Our Company holds interests in certain VIEs, primarily bottling and container manufacturing operations, for which we were not
determined to be the primary beneficiary. Our variable interests in these VIEs primarily relate to profit guarantees or subordinated
financial support. Refer to Note 11. Although these financial arrangements resulted in our holding variable interests in these
entities, they did not empower us to direct the activities of the VIEs that most significantly impact the VIEs’ economic performance.
Our Company’s investments, plus any loans and guarantees, related to these VIEs totaled $2,274 million and $2,171 million as of
December 31, 2014 and 2013, respectively, representing our maximum exposures to loss. The Company’s investments, plus any loans
and guarantees, related to these VIEs were not significant to the Company’s consolidated financial statements.

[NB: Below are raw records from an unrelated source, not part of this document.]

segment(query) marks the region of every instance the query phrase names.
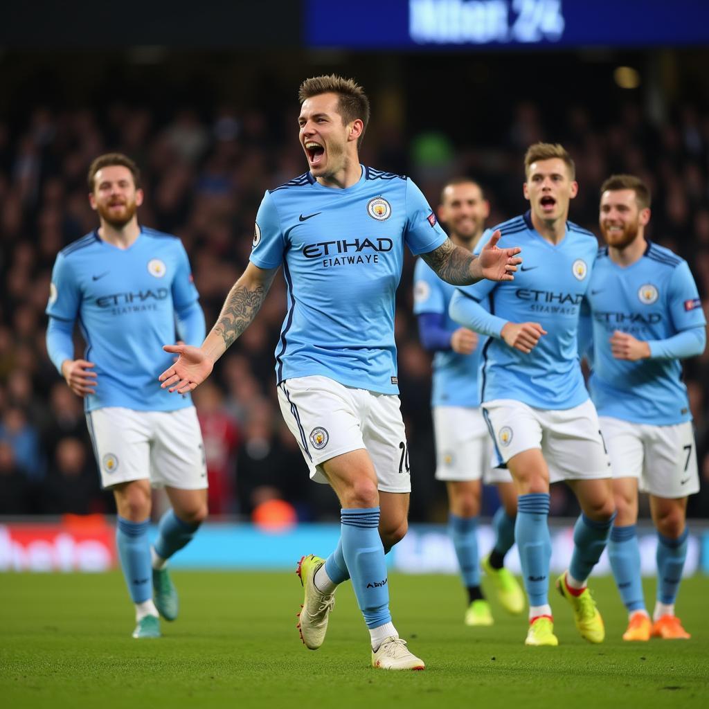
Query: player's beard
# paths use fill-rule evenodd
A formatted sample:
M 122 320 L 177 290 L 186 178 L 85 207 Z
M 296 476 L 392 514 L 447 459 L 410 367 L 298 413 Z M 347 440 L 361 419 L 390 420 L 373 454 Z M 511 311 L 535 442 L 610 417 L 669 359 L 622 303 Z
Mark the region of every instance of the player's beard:
M 109 224 L 114 229 L 121 229 L 133 219 L 135 216 L 135 212 L 138 211 L 138 205 L 135 203 L 135 199 L 127 201 L 123 206 L 123 211 L 118 213 L 112 213 L 111 207 L 108 205 L 103 206 L 99 204 L 97 206 L 96 209 L 99 216 L 104 221 Z
M 609 230 L 605 226 L 601 227 L 601 229 L 603 232 L 605 243 L 614 249 L 623 251 L 635 240 L 639 225 L 638 220 L 636 218 L 635 221 L 628 222 L 623 225 L 623 233 L 615 234 L 613 236 L 609 236 Z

In addition, our Company holds interests in certain VIEs, primarily bottling and container manufacturing operations, for which we
were determined to be the primary beneficiary. As a result, we have consolidated these entities. Our Company’s investments, plus any
loans and guarantees, related to these VIEs totaled $266 million and $284 million as of December 31, 2014 and 2013, respectively,
representing our maximum exposures to loss. The assets and liabilities of VIEs for which we are the primary beneficiary were not
significant to the Company’s consolidated financial statements.
Creditors of our VIEs do not have recourse against the general credit of the Company, regardless of whether they are accounted for as
consolidated entities.
Assets and Liabilities Held for Sale
Our Company classifies long-lived assets or disposal groups to be sold as held for sale in the period in which all of the following criteria
are met: management, having the authority to approve the action, commits to a plan to sell the asset or disposal group; the asset or
disposal group is available for immediate sale in its present condition subject only to terms that are usual and customary for sales of
such assets or disposal groups; an active program to locate a buyer and other actions required to complete the plan to sell the asset
or disposal group have been initiated; the sale of the asset or disposal group is probable, and transfer of the asset or disposal group is
expected to qualify for recognition as a completed sale within one year, except if events or circumstances beyond our control extend
the period of time required to sell the asset or disposal group beyond one year; the asset or disposal group is being actively marketed
for sale at a price that is reasonable in relation to its current fair value; and actions required to complete the plan indicate that it is
unlikely that significant changes to the plan will be made or that the plan will be withdrawn.